Luz Intensa Pulsada: Em alguns estudos obtiveram-se bons resultados no tratamento do melasma epidérmico e misto. Porém, o uso da luz intensa pulsada tem que ser utilizada com muito cuidado pois podem ocorrer efeitos secundários como hiper e hipopigmentação.

Intradermoterapia: técnica minimamente invasiva que consiste em aplicações de ativos estéreis em quantidades pequenas através na pele. O ácido tranexâmico tem sido estudado como alternativa para o tratamento do melasma.

Microagulhamento: Procedimento realizado com microagulhas que provocam pequenas lesões controladas na pele induzindo a formação de colágeno, elastina e renovação celular. Após a perfuração da pele abertos canais na pele que ajudará na permeação do ativo com maior intensidade. Dessa forma durante o tratamento do melasma é realizado o drug delivery, termo em inglês que significa entrega da medicação nas camadas mais internas da pele. Os ativos utilizados no tratamento do melasma possuem ação despigmentante e antioxidantes que irão ajudar no clareamento.
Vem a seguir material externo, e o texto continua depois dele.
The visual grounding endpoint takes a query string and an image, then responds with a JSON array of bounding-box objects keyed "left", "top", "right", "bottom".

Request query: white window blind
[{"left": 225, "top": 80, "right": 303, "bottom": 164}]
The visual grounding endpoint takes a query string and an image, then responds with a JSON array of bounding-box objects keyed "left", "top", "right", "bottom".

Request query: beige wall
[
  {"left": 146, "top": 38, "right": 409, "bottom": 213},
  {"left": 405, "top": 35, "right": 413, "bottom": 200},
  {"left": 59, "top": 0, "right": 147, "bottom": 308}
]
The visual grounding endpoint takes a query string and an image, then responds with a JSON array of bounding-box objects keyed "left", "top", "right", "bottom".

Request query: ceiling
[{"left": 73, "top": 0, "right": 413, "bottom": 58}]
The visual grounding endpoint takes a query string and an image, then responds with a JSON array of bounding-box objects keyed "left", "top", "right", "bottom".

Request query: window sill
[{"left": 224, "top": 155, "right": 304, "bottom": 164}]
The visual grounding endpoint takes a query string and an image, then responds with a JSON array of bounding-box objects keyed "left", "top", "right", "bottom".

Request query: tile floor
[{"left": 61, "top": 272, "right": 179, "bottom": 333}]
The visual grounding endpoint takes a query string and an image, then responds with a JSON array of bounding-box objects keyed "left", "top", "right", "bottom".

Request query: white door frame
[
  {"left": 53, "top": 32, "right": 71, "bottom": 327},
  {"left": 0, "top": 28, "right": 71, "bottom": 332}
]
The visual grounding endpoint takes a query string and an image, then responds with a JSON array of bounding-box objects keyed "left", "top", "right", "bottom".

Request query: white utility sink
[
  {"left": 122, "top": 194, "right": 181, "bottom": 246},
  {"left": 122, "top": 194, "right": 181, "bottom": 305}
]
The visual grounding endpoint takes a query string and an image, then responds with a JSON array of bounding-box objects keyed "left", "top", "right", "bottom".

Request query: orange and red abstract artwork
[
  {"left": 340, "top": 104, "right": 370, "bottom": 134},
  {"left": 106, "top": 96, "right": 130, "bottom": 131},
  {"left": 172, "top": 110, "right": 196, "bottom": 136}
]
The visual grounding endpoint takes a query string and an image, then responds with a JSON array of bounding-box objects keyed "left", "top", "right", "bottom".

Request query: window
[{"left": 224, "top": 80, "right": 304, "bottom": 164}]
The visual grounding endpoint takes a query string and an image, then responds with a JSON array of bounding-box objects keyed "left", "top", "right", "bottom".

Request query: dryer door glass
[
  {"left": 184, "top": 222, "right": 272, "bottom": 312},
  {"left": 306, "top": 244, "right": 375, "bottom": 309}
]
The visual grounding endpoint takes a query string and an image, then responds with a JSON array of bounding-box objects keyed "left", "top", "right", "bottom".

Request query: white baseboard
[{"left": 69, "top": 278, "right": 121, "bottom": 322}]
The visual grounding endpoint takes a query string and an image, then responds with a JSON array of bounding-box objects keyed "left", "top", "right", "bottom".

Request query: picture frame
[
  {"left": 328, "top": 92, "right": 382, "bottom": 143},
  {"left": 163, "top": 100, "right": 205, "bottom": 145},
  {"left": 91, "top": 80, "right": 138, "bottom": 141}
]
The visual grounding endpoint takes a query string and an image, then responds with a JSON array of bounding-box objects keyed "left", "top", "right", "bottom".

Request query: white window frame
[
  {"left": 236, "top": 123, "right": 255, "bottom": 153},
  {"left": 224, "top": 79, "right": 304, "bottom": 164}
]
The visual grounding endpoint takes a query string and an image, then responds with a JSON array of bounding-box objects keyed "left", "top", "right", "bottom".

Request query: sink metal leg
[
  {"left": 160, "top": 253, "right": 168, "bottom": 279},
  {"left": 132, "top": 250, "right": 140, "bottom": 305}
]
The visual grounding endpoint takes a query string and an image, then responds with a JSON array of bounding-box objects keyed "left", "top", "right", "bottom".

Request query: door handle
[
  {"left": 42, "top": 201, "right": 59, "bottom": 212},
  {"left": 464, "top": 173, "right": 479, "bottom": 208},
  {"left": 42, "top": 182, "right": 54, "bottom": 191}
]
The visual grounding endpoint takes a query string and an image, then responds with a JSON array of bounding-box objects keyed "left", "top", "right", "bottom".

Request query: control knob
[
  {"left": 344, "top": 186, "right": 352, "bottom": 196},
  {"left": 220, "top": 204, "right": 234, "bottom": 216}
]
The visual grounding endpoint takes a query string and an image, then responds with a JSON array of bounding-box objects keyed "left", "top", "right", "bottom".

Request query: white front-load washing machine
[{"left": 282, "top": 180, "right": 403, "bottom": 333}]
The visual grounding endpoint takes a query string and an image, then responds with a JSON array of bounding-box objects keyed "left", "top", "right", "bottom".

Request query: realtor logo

A Dra. Nathalia Volpi ainda recomenda adicionais para o sucesso do tratamento, como por exemplo: proteção contra os raios solares, a descontinuação de pílulas anticoncepcionais, suspensão do uso de alguns produtos cosméticos, investigação de doenças, alterações hormonais e inclusão de hábitos diários de cuidados com a pele.

“Ademais, o clima tropical, a exposição constante ao sol e a miscigenação racial, são fatores que interferem no controle do melasma. Portanto, acima de qualquer tratamento, a conscientização da importância do uso de protetor solar deve ser padronizada, visto não só a melhor eficácia ao tratamento desta hipermelanose como também no combate do câncer de pele, insolação, queimaduras, envelhecimento precoce, flacidez, lesões, entre outras complicações.” Afirmou a biomédica.